Since getting a kindle for Christmas, I've been reading a few more new books than normal. I used to wonder if I would like using an e-reader and wasn't sure that I would, thinking I would miss the aesthetic experience of reading an actual book. Let me tell you: I LOVE our kindle - being able to carry around several books in one small reader is fantastic. And I don't really miss the physical book at all, although I feel like if I get a kindle book that I just love, I might feel compelled to buy an actual copy to own. I also love that they are less expensive than an actual book. The only down side I see is that it is almost too easy to download new books and since you don't have to put in a credit card number or anything (you order through your amazon account) it almost feels like they are all free.
Here are some recent favorites:
The Immortal Life of Henrietta Lacks: I have been wanting to read this one ever since I first heard about it. I feel like anyone would enjoy it, but especially as a student of science I loved it. It tells the story of the woman whose cancer cells became the first immortal cell line. All through college and medical school, I'd hear about research done on the HeLa cell line, research that has enabled scientists to discover many things and cure many diseases, but never knew anything about the person from whom these cells came. Now I do. This book is a really interesting study on medical ethics, research, and the complicated relationship many African-americans have with the medical profession.

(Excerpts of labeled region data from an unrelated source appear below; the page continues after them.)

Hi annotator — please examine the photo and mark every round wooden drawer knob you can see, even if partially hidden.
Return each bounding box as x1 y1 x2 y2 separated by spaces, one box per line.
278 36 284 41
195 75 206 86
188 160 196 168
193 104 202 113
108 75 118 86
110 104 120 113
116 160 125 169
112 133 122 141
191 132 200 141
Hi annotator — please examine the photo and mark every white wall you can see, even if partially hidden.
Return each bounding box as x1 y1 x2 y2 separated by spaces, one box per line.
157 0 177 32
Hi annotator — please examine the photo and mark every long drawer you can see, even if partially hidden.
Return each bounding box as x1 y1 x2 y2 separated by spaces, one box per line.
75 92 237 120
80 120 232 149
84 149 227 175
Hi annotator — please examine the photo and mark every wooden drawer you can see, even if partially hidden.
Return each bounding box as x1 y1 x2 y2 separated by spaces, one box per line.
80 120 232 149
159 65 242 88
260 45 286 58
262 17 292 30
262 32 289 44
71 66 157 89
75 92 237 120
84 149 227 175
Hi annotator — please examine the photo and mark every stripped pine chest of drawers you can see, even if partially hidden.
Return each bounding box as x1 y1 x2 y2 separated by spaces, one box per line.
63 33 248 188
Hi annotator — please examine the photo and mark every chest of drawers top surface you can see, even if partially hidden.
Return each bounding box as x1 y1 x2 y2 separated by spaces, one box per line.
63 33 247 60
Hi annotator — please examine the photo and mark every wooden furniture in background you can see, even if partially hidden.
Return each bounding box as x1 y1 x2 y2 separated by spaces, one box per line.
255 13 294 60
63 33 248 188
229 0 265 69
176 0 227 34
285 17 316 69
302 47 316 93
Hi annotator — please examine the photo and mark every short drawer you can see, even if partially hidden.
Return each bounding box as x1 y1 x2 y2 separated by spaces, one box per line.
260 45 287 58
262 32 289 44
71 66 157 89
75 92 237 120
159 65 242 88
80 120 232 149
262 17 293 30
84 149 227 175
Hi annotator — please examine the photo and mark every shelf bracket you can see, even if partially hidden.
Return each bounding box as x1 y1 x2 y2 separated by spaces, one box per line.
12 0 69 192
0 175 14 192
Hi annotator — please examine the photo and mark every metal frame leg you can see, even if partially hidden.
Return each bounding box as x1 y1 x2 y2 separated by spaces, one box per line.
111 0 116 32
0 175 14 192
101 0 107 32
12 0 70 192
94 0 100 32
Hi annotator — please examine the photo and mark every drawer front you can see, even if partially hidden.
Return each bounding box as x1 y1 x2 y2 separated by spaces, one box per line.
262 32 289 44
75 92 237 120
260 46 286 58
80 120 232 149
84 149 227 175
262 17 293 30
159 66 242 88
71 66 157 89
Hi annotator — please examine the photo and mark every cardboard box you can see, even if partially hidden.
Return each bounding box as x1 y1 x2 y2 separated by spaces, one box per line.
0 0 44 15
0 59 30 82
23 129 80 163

Adopted for Life : This is a great book for anyone to read, not just people who want to adopt. Russell Moore writes beautifully about what our adoption in Christ means and how we are then called to adopt. I also really loved how he talks a good deal about fostering an environment of adoption within churches and how those who do not feel called to adopt can support this work.
Reclaiming Adoption: Missional Living through the Rediscovery of Abba Father: Another exhortation to the church about why we should adopt, but this one is a little more theological than the first. Adopted for Life seemed to me to be very pastoral, which was excellent, but this one had several great chapters that even more fully described what it means to be adopted in Christ and how that should affect the way we live. Excellent reading.
The Book Thief: A very interesting novel set in Nazi Germany and narrated by Death himself. It is definitely sad (no surprise there since Death is not exactly an overly optimistic character and he's telling us about what happened during the holocaust) but has a happier ending. I think what I most enjoyed about this book was that the characters all seemed very real to me - no perfect heroes, no complete villains. I will say that in looking at the amazon page I discovered that this has sort of been marketed as a teen/YA book. There is some bad language so you might want to read before letting your kids at it. Because of the subject matter, I definitely don't think it would appropriate for younger readers.